Streaming orchestrator & observability
- Stream-publisher primitives bridging LangGraph nodes to Atterchat SSE — including an inline-marker parser that strips
[N] from the wire while preserving markers for persistence.
- OTel + Langfuse traces nested under LangGraph node spans; prompt-version provenance carried through every chain.
- Citation reload and historical markers: hydration endpoints so conversation reload repopulates citations and splices inline chips from Pangolin's marker-bearing answers — not Atterchat's marker-free message store.
Platform hygiene
- OpenAPI and Celery task-reference generators that walk the live FastAPI route graph and task registry, with a
--check flag for CI so the public surface stays diff-reviewable.

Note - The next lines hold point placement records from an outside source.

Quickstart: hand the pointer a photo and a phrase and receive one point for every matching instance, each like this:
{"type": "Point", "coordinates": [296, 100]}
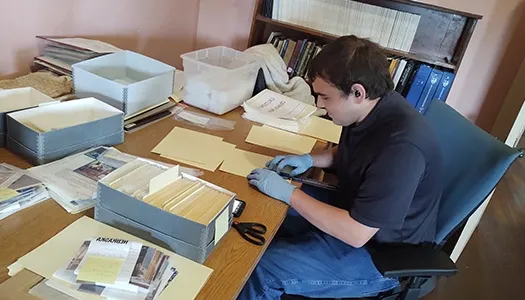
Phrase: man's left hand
{"type": "Point", "coordinates": [270, 183]}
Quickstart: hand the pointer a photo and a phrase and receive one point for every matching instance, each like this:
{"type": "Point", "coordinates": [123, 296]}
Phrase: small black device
{"type": "Point", "coordinates": [238, 207]}
{"type": "Point", "coordinates": [252, 232]}
{"type": "Point", "coordinates": [285, 173]}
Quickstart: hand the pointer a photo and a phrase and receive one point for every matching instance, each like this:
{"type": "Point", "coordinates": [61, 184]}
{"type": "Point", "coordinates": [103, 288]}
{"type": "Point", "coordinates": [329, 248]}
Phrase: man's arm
{"type": "Point", "coordinates": [324, 159]}
{"type": "Point", "coordinates": [332, 220]}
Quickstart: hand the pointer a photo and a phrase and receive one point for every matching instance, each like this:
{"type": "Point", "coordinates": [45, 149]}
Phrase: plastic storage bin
{"type": "Point", "coordinates": [125, 80]}
{"type": "Point", "coordinates": [219, 79]}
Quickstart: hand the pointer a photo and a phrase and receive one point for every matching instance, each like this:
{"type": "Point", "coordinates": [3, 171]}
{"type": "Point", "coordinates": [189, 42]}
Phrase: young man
{"type": "Point", "coordinates": [388, 166]}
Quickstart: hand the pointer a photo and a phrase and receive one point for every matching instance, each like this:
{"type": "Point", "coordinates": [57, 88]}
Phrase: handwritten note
{"type": "Point", "coordinates": [6, 194]}
{"type": "Point", "coordinates": [100, 269]}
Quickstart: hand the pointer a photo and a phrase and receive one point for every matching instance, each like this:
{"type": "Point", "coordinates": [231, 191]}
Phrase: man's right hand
{"type": "Point", "coordinates": [300, 163]}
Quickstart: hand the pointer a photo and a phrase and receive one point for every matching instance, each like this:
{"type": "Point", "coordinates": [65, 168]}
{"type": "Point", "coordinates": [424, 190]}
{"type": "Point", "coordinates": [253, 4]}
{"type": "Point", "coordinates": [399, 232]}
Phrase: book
{"type": "Point", "coordinates": [429, 90]}
{"type": "Point", "coordinates": [405, 77]}
{"type": "Point", "coordinates": [387, 27]}
{"type": "Point", "coordinates": [399, 71]}
{"type": "Point", "coordinates": [418, 84]}
{"type": "Point", "coordinates": [444, 86]}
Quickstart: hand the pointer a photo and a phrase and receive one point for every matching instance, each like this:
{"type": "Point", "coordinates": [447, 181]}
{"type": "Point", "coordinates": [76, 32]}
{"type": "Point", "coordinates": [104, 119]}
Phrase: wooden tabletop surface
{"type": "Point", "coordinates": [233, 260]}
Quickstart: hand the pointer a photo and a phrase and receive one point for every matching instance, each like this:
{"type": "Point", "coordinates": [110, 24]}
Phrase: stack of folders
{"type": "Point", "coordinates": [58, 54]}
{"type": "Point", "coordinates": [148, 116]}
{"type": "Point", "coordinates": [277, 110]}
{"type": "Point", "coordinates": [118, 269]}
{"type": "Point", "coordinates": [72, 181]}
{"type": "Point", "coordinates": [186, 197]}
{"type": "Point", "coordinates": [18, 190]}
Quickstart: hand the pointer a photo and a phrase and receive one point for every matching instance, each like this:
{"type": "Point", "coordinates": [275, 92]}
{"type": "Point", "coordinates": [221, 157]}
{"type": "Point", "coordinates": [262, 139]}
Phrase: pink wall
{"type": "Point", "coordinates": [162, 29]}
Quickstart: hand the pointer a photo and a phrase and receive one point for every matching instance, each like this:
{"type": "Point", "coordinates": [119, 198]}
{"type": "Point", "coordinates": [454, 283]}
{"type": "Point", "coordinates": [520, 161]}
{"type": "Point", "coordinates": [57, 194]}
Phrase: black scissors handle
{"type": "Point", "coordinates": [251, 232]}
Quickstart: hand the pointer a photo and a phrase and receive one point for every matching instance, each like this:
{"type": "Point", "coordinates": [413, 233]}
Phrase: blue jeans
{"type": "Point", "coordinates": [305, 261]}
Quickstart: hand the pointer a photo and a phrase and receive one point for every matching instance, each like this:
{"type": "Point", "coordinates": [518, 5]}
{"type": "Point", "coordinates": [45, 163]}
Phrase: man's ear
{"type": "Point", "coordinates": [358, 92]}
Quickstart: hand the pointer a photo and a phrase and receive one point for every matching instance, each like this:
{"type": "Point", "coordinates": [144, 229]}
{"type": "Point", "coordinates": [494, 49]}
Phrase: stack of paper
{"type": "Point", "coordinates": [280, 140]}
{"type": "Point", "coordinates": [115, 266]}
{"type": "Point", "coordinates": [72, 181]}
{"type": "Point", "coordinates": [194, 148]}
{"type": "Point", "coordinates": [278, 111]}
{"type": "Point", "coordinates": [148, 116]}
{"type": "Point", "coordinates": [18, 190]}
{"type": "Point", "coordinates": [169, 190]}
{"type": "Point", "coordinates": [58, 54]}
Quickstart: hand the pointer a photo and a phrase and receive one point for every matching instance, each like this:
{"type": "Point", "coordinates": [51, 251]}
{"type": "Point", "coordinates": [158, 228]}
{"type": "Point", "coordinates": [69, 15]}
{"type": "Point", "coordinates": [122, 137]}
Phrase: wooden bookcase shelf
{"type": "Point", "coordinates": [441, 40]}
{"type": "Point", "coordinates": [328, 37]}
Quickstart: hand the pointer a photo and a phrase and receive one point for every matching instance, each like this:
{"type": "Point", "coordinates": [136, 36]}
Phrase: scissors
{"type": "Point", "coordinates": [251, 232]}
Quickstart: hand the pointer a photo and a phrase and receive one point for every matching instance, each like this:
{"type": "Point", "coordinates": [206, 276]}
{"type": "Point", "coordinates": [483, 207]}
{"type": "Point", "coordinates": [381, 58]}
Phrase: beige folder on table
{"type": "Point", "coordinates": [58, 251]}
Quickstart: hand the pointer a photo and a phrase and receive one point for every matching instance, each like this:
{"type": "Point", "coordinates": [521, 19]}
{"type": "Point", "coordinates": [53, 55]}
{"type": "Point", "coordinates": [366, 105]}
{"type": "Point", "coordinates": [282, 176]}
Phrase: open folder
{"type": "Point", "coordinates": [56, 252]}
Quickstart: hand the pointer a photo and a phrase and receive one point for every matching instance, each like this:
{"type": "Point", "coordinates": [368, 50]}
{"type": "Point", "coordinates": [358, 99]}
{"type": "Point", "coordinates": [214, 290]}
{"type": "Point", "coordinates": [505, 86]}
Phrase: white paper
{"type": "Point", "coordinates": [193, 118]}
{"type": "Point", "coordinates": [279, 106]}
{"type": "Point", "coordinates": [72, 181]}
{"type": "Point", "coordinates": [92, 45]}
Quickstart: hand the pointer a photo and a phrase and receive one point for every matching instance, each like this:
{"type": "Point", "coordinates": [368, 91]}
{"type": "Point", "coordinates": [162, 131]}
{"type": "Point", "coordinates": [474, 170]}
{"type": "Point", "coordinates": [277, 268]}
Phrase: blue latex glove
{"type": "Point", "coordinates": [300, 163]}
{"type": "Point", "coordinates": [270, 183]}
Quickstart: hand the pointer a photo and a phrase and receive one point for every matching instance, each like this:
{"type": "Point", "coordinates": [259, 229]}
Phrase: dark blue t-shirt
{"type": "Point", "coordinates": [389, 169]}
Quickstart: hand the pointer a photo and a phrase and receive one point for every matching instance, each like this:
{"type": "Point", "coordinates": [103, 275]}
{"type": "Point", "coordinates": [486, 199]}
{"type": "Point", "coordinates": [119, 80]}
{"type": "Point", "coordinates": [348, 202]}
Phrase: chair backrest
{"type": "Point", "coordinates": [474, 163]}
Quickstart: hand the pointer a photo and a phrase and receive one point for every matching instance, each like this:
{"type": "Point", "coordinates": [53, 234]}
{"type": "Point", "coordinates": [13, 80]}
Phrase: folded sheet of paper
{"type": "Point", "coordinates": [241, 163]}
{"type": "Point", "coordinates": [55, 253]}
{"type": "Point", "coordinates": [194, 148]}
{"type": "Point", "coordinates": [280, 140]}
{"type": "Point", "coordinates": [322, 129]}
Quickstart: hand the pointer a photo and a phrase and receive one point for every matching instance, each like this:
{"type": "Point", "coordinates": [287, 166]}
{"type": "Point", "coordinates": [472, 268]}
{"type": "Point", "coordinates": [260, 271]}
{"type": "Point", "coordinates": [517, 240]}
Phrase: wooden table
{"type": "Point", "coordinates": [232, 261]}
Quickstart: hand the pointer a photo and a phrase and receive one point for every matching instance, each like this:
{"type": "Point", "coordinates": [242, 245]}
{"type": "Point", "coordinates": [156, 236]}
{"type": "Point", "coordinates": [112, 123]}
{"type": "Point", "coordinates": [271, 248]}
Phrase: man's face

- Access-state UX: read-only mode for token-exhausted users and frontend state machines that respect the three dependency variants on write vs read paths.
Constraints I designed for
- External dependencies on the critical path. Sitefinity and VIP sit on different teams and release cadences — defensive Pydantic boundaries, null-tolerant payload models, and stale-fallback on VIP outage so partner issues don't surface as hard errors for users.
- Polyglot scope. Features like read-only mode spanned Python (FastAPI, Redis TTL behaviour), TypeScript (access-gate state machine, polling), and SSE handler invariants — one feature, three surfaces.
- Two systems, one conversation. Atterchat owns message metadata; Pangolin owns citations and marker-bearing answers. The fix for historical reload was overlay at render time from the source of truth — not double-writing into Atterchat.
"Build clean boundaries between the systems you don't control — Sitefinity, VIP, Atterchat — and the system you do. Most of the bugs came from leaky boundaries; most of the fixes came from making them explicit."